Assurance dépendance : pourquoi les Français s'assurent peu contre le risque de dépendance ?

En dépit d'une inquiétude croissance de la population française face à la dépendance, les formules assurantielles de protection individuelle progressent faiblement. A partir de ce constat, l'institut de recherche et de documentation en économie de la santé (l'Irdes) a mené une enquête pour identifier les freins possibles à l'assurance dépendance.

Les chiffres de la dépendance

Aujourd'hui 1,2 millions de personnes bénéficient de l'APA, l'allocation personnalisée d'autonomie, attribuée par les conseils généraux aux personnes dépendantes hébergées à domicile. D'ici 2030, ce chiffre devrait progresser de 35% et de 100% à l'horizon 2060. Selon l'Insee, le nombre de Français âgés de plus de 60 ans devrait augmenter de plus de 10 millions entre 2007 et 2060, ce qui ferait une personnes sur trois de plus de 60 ans à cette date. Quelles que soient les variantes démographiques, aucune ne remet en cause la très forte augmentation des plus de 60 ans dans la population d'ici 2060. On sait que 12% des personnes de plus de 70 ans sont atteintes de maladies neuro-dégénératives (Parkinson, Alzheimer et maladies apparentées) ; 225 000 nouveaux cas sont découverts chaque années. Ces maladies sont à l'origine de 70% des placements en institutions spécialisées, et de plus de 70% des demandes d'APA. Une personne dépendante a besoin d'un minimum de 1 800€ par mois pour rester à son domicile, somme qui peut être largement doublée pour un hébergement en maison médicalisée. Le financement de la dépendance est d'autant plus crucial qu'il stigmatise l'échec des pouvoirs publics à mettre en place un plan pérenne qui protège suffisamment les personnes les plus fragiles.

La dépendance, le serpent de mer des politiques publiques

Les politiques publiques destinées à financer le risque de dépendance sont aujourd'hui quasiment à l'arrêt. La crise économique de 2008 a eu raison de la promesse "sarkozienne" de doter la France d'un système public de protection pour les personnes en situation de perte d'autonomie. Le gouvernement actuel reprend la promesse à son compte et assure mettre au point un projet de loi sur l'adaptation de la société au vieillissement d'ici la fin de l'année. Cette loi doit comporter trois volets : adaptation, prévention et financement.
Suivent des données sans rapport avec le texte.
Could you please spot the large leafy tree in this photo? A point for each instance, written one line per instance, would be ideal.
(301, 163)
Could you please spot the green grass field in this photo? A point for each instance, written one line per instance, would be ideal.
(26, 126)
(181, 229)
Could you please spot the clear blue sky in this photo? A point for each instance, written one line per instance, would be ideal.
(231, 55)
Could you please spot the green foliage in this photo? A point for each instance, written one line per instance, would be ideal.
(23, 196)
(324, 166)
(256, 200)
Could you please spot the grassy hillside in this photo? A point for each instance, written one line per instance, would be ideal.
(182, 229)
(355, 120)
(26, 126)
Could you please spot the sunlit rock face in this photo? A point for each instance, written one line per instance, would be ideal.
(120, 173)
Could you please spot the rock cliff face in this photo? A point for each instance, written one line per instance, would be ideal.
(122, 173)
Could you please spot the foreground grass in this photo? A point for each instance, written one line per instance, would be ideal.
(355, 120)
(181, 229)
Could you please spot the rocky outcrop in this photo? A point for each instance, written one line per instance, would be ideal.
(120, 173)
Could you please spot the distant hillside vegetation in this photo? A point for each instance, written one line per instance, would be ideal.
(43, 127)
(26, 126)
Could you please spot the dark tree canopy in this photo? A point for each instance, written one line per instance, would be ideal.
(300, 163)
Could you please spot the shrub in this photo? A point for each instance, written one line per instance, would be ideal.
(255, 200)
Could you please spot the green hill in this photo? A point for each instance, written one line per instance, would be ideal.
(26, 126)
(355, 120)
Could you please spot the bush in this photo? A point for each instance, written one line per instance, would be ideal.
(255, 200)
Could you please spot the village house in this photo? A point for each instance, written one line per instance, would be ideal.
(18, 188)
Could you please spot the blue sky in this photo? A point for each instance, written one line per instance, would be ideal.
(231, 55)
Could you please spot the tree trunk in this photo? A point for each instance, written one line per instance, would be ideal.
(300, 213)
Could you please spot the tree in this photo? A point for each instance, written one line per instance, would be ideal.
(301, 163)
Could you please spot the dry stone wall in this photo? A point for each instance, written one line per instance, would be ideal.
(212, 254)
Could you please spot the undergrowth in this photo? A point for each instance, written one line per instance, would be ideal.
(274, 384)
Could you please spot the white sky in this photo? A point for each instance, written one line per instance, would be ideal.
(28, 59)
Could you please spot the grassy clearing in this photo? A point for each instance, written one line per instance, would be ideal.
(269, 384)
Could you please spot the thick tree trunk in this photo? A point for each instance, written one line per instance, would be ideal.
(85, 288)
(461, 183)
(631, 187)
Le gouvernement a retenu le financement public de la dépendance par le biais notamment d'une taxe pour la dépendance sur les retraités payant l'impôt sur le revenu (0,3%).

En attendant la concrétisation de cette loi, les assureurs ont affuté leurs contrats d'assurance dépendance et créé un label GAD (garantie assurance dépendance) qui facilitera la promotion de leurs contrats en échange du respect de garanties minimales.

L'assurance dépendance et les freins à son développement

En 2010, 5,5 millions de personnes étaient couvertes par un contrat individuel contre la dépendance, dont 3,6 millions par les mutuelles et 1,6 million par les sociétés d'assurance, le reste étant couvert par les institutions de prévoyance. Si le nombre de personnes assurées auprès des sociétés d'assurance progressent légèrement chaque année, l'assurance dépendance est un produit qui peine à se développer.

L'Irdes identifie plusieurs freins à un réel développement de l'assurance dépendance individuelle. Le premier d'entre eux est la faible attractivité des contrats, à savoir la couverture proposée. Si l'offre évolue vers une normalisation des garanties minimales accordées (label GAD), l'indemnisation forfaitaire ne couvre que partiellement les dépenses réellement engagées. Le coût des assurances est le second motif. Mais c'est principalement la rationalité limitée des personnes à vouloir se prémunir contre la dépendance qui bloque le marché : en cause, la méconnaissance des couvertures disponibles et du risque auquel elles sont exposées. Surgit ici le rôle déterminant de l'information : les Français dans leur ensemble surestiment la prise en charge publique ou considèrent qu'ils sont couverts par leur complémentaire santé ou leur assurance prévoyance. L'Irdes identifie également une propension des individus à faire confiance à leurs proches en cas de perte d'autonomie et s'interroge sur l'intérêt de mettre en place une assurance obligatoire. Piste pour l'heure écartée par les pouvoirs publics.